If there's one thing Dr. Stephan Rinderknecht, a German professor at Technischen Universitat Darmstadt understands more than anything in America, it's cars.

"We're working on a test track with completely covering longitudinal dynamics and vertical dynamics and for this approach we need the linkage to the terrain," Rinderknecht said.

And Dr. Rinderknecht knows the nuts and bolts about automotive engineering.

"I originally come from transmissions and I'm looking now for new architectures, alternative drives, hybrids," Rinderknecht said.

His passenger for this latest project, Virginia Tech.
He's teamed with automotive engineering students studying terrain performance and the Institute for Advanced Learning and Research in Danville to advance his work one step further.

"Usually when you think about power terrain engines transmission you usually think differently than the terrain you're going over. Maybe you think about how the engine is going to climb a hill but not the roughness of the road but you need to take both those things in account," said Virginia Tech professor Dr.

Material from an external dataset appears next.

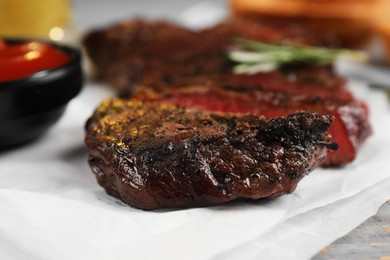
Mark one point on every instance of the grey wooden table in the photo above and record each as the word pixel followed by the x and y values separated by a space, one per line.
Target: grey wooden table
pixel 371 240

John Ferris.

The two labs thousands of miles apart collide in Danville, bringing together terrain and technology in the back seat of a SUV and a hummer. A computer system records millions of data every second on Mechatronic systems, like transmissions, active steering, suspensions and their reaction with terrain.

"What we're trying to do is not optimize individual systems separately from one another but really optimize all the systems together it's a more wholistic approach," Ferris said.

With hopes of improving vehicle safety by sending their findings to car companies and the U-S Army.

"I think it's one step we take and one further add on we're giving. I think we have to be realistic, its a huge industry," Rinderknecht said.

And that interaction with large companies gives these students a huge advantage in the workforce.